Placing a Community: Demographic Contexts

Adriana Estill, Carleton College

Author Profile
This material was originally developed as part of the Carleton College Teaching Activity Collection
through its collaboration with the SERC Pedagogic Service.

Summary

This assignment asks students to examine several recent U.S. census tables about Hispanics and educational attainment and write a brief report that details the conclusions they reach about what information the tables offer. This is the first written assignment for an introductory class on U.S. Latino Studies.

The timing and format of the assignment are designed to help students 'place' U.S. Latinos in a temporal and situational context. It also permits them to see the importance of asking who U.S. Latinos are. I also emphasize the need to assess and interpret contemporary demographic data about Latinos in the U.S., given the politicized and, arguably, partial nature of census data gathering.


Census Data on U.S. Latinos


Learning Goals

  • to contextualize the contemporary U.S. Latino population, at the beginning of the term, with a healthy respect for and skepticism of quantitative information;
  • given the overarching goal for the class of providing students with an introduction to interdisciplinary learning, this unit was designed to give students a sense of the nature of quantitative and qualitative data and their uses;
  • to give students practice with assessing quantitative information;
  • to provide students with an opportunity to transform--through their prose and graphs--raw numbers (data tables) into narrative arguments;
  • to help students understand that the data provides several possible stories about the educational achievement of Latinos;
  • to increase student's awareness of the limitations of the data as well as their ability to indicate further needed areas for research.

Context for Use

This assignment is given at the beginning of an introductory-level course on U.S. Latino Studies at a small liberal arts college. It is intended as an introductory assignment that enables students to contextualize the current Latino population. The assignment dovetails into ongoing class discussions on the heterogeneity of the Latino population as well as on the government's influence on the production of a Hispanic identity. While the class size has been small (N=15), the resulting report's brief and fairly easily-assessed nature would make it a manageable assignment for larger (<40) classes.

The lead up to the assignment takes place during class. I introduce students to the wealth of data available at The U.S. Census Page. Then we read a brief explanation by John C. Bean on how to find the stories in data tables (from his Writing Arguments). Then, in groups, students analyzed a table of demographic data from the U.S. census and extracted stories. I encouraged them to sketch graphs that would best tell those stories. In preparation for the subsequent class, students read the U.S. Census Bureau's "We the People: Hispanics in the United States (Acrobat (PDF) 420kB Dec4 06)" [2000] as well as a contemporary newspaper article (Janny Scott, "A Census Query is Said to Skew Data on Latinos," The New York Times, 2000) that critiques the practices of and limits to the data collection.

This assignment could be used in other classes (say, an introductory American literature or history course) in order to involve students in understanding the broad, quantitatively-informed demographic context and generating their own assessment of the limits and values of that data. The availability of historical census data means that this assignment is not limited to contemporary formulations.

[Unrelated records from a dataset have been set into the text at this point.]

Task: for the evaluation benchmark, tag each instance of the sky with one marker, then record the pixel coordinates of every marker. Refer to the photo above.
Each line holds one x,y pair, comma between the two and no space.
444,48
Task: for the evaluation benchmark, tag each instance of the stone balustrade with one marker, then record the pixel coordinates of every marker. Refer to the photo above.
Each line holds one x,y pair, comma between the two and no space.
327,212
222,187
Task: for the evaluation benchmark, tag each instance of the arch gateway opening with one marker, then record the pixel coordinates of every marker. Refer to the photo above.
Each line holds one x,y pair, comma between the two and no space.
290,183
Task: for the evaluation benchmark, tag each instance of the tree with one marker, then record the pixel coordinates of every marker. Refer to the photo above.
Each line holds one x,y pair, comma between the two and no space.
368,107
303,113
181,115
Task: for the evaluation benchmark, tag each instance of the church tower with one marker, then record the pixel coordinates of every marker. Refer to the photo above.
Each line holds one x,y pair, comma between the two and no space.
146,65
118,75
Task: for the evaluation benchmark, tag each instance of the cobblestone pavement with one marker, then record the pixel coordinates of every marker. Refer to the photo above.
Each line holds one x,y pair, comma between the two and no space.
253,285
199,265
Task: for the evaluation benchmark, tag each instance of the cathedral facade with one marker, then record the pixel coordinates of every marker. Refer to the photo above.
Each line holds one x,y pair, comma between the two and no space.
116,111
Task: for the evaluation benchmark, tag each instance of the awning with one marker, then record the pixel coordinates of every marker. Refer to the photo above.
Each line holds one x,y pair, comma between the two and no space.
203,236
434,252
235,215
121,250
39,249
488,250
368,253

Description and Teaching Materials

The assignment

Examine the three tables of demographic data from the U.S. Census that are attached.

(All these tables, and more, are available here in both pdf and excel formats.)
Table 1: Hispanic Educational Attainment (Acrobat (PDF) 115kB Dec4 06)
Table 2: Hispanic Educational Attainment, more detail (Acrobat (PDF) 113kB Dec4 06)
Table 3: Relationship of Income to Educational Attainment (Acrobat (PDF) 114kB Dec4 06)

Then consider John Bean's brief explanation of how to find the stories in tables as well as our own in-class review of census tables. Now it's your job to prepare a report using these tables (which are from the more recent Census Bureau Current Population Survey (2004)). Your report should be modeled after the "We the People" Report (Acrobat (PDF) 420kB Dec4 06) that we read, in that its intent is to brief a general public about the "Hispanic" population in the U.S. Please present your analysis in narrative form with appropriate graphs; your introduction should make clear the stories that this data tells and the body should provide evidence for your interpretation and also suggest further questions for consideration. Please keep your report to 3-4 pp, double-spaced.


Here are a few questions to consider as you draft your report:

  1. What are the stories that this table presents? Where do you see these stories?
  2. What are some causal questions (or effect questions) that emerge from these stories?
  3. How could you answer these questions? Which discipline(s) might be most appropriate or useful for the required research?
  4. Are there questions you could not answer, given the confines and methodology of a particular discipline?

Teaching Notes and Tips

I have found it essential to spend time in class, in small groups, practicing how to read (decipher and analyze) tables of data. This provides students with a chance to develop the skill of finding the stories available in the tables.

I also recommend having an in-class discussion on what elements make a graph effective and how to make persuasive arguments using visual representations of data.

As I mentioned above, one of the principal goals of my class is to introduce students to interdisciplinary studies. This particular assignment reflects my intent to have students understand the relevance and applicability of quantitative data, as well as develop the skills to use that data along with other types of evidence. The assignment is placed at the beginning of the term to help students understand the usefulness of a quantitative context when studying U.S. Latinos, and later assignments ask them to 'flesh out' and complicate this initial report.

Assessment

Using this rubric (Microsoft Word 36kB Dec12 06), I assess these reports with the following expectations:

  • the introductory paragraph should explain the direction and intent of the report
  • the report should provide a coherent narrative about the story or stories that the tables present
  • the report should use effective graphs and/or charts
  • the report should effectively integrate data as evidence into the narrative argument
  • the report should be written in a clear, well-structured prose
  • the report should acknowledge questions that the author cannot answer given the data that the tables offer.

In general, I have found that strong papers provide effective syntheses of the tables and are able to integrate quantitative evidence to further the argument. They recognize the gaps in the data and articulate carefully what might need to be studied further. In contrast, poor papers tend to show an inability to extract the stories from the tables, often because questions about the validity of the census as a data collection tool overwhelm their analysis and forestall a more productive discussion of what the evidence does show.